Former Natural Resources Minister Shawn Skinner expects the cost of Muskrat Falls could be as much as $8.5 billion.

"I certainly think the realm of 8 to 8.5 billion would a reasonable amount to expect," said Skinner, appearing on this week's episode of CBC Television's On Point, with guest host Jonathan Crowe.

"Some people have said 9, 10 billion, but I don't believe that personally speaking.

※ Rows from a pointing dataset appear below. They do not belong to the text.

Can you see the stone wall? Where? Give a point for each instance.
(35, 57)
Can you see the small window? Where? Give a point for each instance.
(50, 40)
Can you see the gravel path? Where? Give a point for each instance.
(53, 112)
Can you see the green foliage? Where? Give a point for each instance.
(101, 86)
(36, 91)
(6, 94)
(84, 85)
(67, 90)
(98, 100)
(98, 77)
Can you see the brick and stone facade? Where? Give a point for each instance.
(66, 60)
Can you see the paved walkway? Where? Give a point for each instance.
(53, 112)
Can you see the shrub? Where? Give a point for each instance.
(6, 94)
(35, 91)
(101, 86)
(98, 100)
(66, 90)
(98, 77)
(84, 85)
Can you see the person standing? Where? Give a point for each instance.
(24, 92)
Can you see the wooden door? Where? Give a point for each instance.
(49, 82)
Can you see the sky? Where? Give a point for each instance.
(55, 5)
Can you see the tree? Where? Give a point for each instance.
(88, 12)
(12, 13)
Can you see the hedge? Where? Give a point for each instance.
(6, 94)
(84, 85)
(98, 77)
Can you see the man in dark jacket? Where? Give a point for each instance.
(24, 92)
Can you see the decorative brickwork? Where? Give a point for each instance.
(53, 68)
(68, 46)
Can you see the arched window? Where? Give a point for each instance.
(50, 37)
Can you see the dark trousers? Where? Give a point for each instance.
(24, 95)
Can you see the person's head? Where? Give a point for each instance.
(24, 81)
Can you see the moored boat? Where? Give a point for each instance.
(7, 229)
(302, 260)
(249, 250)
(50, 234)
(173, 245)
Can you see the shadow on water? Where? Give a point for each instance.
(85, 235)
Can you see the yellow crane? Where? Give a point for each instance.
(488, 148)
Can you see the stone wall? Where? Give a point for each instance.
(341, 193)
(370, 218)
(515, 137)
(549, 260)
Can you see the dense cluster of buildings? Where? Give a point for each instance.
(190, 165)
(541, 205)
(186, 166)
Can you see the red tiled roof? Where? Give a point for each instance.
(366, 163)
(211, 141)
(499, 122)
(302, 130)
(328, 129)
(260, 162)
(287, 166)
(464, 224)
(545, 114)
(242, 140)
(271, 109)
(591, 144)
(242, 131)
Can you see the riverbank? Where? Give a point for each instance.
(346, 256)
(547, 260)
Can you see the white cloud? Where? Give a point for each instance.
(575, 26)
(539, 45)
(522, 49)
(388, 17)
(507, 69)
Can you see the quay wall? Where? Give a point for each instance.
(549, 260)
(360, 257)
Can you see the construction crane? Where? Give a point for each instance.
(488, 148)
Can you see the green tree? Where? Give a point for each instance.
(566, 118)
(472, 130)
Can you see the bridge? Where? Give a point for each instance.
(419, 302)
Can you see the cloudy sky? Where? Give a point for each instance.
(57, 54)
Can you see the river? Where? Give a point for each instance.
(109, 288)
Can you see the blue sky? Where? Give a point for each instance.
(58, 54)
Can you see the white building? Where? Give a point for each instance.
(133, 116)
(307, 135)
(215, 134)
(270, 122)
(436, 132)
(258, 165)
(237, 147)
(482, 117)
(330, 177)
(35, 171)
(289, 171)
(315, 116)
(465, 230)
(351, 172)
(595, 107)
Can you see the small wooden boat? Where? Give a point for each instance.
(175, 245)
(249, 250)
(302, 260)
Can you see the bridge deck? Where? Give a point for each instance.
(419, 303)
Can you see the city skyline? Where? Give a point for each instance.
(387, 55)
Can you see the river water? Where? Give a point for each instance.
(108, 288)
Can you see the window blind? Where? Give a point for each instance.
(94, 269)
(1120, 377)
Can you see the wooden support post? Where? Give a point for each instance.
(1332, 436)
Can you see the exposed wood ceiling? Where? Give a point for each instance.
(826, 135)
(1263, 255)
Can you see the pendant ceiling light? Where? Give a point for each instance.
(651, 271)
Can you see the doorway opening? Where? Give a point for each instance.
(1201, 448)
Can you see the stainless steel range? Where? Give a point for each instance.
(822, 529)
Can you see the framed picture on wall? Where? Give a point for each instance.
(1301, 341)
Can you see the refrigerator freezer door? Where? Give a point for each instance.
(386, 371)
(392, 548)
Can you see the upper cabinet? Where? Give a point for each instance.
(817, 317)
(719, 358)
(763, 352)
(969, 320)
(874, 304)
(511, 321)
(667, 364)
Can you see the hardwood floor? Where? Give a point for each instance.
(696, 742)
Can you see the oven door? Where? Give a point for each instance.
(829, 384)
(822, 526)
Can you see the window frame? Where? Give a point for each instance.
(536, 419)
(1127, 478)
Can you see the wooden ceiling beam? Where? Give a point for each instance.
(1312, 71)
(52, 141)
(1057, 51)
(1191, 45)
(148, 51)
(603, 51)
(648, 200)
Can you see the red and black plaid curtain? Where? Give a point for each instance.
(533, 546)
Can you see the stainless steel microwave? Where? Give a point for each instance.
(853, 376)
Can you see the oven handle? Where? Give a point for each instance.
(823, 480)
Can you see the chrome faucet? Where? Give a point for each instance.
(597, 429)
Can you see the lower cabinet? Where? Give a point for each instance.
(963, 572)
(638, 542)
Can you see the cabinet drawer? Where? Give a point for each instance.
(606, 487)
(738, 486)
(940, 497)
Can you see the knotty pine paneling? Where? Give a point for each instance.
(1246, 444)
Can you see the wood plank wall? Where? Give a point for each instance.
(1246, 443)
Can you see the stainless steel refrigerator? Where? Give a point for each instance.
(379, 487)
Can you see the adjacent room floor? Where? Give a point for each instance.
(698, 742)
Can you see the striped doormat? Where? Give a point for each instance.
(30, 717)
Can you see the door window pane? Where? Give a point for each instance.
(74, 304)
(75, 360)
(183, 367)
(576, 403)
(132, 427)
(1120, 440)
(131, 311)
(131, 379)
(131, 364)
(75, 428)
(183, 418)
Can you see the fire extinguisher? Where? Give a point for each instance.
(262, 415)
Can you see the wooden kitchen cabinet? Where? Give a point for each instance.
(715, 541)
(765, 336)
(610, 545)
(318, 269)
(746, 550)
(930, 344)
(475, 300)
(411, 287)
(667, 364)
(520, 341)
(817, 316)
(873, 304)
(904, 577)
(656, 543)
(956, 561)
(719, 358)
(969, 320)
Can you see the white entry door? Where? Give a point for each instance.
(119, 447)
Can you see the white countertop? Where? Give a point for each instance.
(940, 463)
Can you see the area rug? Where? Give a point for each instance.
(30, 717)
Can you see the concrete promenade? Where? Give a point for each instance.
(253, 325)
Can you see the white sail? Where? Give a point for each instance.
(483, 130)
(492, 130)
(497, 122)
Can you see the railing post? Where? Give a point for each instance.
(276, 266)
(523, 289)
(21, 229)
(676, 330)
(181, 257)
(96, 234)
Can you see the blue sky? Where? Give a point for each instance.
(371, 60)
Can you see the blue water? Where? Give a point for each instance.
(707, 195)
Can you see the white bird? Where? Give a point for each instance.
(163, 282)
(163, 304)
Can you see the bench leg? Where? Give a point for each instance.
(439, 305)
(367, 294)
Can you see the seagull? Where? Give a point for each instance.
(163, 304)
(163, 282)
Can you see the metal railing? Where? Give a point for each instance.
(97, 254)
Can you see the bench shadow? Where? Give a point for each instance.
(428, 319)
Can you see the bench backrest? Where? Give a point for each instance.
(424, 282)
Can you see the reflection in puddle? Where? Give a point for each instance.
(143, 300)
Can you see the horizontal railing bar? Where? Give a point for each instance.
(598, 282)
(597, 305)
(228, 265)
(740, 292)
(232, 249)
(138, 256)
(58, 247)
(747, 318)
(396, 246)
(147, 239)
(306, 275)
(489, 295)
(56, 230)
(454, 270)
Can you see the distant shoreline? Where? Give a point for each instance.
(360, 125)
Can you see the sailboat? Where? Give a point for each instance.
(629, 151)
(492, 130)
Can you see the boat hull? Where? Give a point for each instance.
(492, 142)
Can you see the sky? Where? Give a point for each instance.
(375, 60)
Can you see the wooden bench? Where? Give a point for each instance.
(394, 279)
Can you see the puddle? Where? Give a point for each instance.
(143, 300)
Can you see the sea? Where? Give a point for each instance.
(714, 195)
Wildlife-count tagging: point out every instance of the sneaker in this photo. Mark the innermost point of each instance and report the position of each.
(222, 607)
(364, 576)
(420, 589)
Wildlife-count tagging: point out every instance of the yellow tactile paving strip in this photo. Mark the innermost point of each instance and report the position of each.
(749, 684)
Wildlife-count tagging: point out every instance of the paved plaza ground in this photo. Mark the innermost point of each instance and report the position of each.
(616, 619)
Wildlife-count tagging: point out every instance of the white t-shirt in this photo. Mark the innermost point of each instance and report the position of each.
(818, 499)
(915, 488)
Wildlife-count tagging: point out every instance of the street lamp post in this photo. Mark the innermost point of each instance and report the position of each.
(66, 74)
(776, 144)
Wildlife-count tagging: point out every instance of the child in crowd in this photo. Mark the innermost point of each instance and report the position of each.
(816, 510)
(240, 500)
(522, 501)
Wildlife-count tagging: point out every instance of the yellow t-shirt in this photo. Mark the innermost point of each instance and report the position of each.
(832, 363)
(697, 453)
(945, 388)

I don't know if the government would move forward if it were to go to that kind of a number."

The government has pegged the project with a price-tag of $6.2 billion.

Skinner said there are going to be cost pressures on any project given the state of the economy and the availability of labour in the province.

"I don't think anybody is surprised to hear that Muskrat Falls might be costing more than we originally anticipated it to cost, a year or 18 months ago," he said.

Earlier in August, questions were raised about the cost of the project when Tom Adams, an Ontario-based energy analyst compared Muskrat Falls to an over-budget dam project in Manitoba.

Manitoba Hydro International (MHI) was one of the two partners in the over-budget Wuskwatim project. Its wholly-owned subsidiary is working on a cost-assessment of Muskrat Falls.

How high is too high?

"What we have to recognize is that mega-projects tend to be over budget," said former Liberal MP Siobhan Coady, who also  appeared on this week's episide.

"What's the impossible number?"

"Cambridge University, Oxford University study this stuff because from a global perspective mega-projects tend to be 50 per cent or more overbudget, so we have to look for that impossible number," she added.

Skinner said there is more information to come in the fall when the house resumes, and it will be up to the government to sell the project to the people of Newfoundland and Labrador.